My grandmother, Margaret Sanger, began the birth control movement in the early 20th century. While early American law allowed for access to birth control and abortion, criminalization began in the 19th century. Then, the campaign to restrict reproductive freedom was primarily founded on the imperatives of organized medicine, the Protestant reaction to Irish Catholic immigration, and the drive for social "purity" in sexual matters.
During the 19th century, physicians began to unravel the mysteries of reproductive biology and fetal development. The ovum was discovered, as was the process of fertilization. The 19th century was also the time when university-trained physicians sought to control the practice of medicine.
Today, it is hard to imagine a time when there were few, if any, restrictions on who could practice medicine. In fact, until university-trained physicians appeared on the scene, midwives and other non-university trained doctors called "irregulars," as well as outright quacks, were the main practitioners.

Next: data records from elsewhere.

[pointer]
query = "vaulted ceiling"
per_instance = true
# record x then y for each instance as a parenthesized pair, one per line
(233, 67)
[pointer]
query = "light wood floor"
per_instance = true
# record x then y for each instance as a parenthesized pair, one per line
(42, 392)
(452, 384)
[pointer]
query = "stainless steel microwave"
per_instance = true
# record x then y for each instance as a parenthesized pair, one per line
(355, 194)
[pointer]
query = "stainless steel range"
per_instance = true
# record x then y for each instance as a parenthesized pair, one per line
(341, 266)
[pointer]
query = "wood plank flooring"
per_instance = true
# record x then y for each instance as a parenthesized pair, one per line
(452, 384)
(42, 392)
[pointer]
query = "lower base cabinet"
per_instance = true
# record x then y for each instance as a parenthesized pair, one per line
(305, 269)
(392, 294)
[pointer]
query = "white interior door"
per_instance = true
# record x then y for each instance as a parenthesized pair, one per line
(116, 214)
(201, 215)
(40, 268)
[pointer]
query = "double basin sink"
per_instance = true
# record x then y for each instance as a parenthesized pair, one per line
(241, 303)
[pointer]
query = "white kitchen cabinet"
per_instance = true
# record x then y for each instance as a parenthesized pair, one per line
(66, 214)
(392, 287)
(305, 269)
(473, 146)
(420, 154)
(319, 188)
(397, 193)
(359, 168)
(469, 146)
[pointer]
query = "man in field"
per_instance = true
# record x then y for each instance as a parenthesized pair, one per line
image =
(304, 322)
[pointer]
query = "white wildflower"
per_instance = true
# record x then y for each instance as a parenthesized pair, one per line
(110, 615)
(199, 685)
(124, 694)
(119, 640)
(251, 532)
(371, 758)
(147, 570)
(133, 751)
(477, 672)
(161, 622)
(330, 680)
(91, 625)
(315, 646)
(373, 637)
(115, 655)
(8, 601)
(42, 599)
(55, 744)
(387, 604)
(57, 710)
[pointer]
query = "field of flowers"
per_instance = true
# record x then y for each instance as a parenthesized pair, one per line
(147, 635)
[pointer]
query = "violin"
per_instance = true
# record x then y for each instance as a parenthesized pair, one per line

They not only diagnosed medical conditions, but also concocted and distributed all kinds of homemade drugs to their patients.
While official records are scarce, it seems that the first legislative restrictions on access to abortion were enacted as a result of efforts by "regular" physicians to protect the safety of women being treated by "irregulars" who earned a healthy part of their income by providing contraception, abortion and childbirth services. University-trained physicians also had an ulterior financial motive to put their competition -- irregulars, midwives and quacks -- out of business.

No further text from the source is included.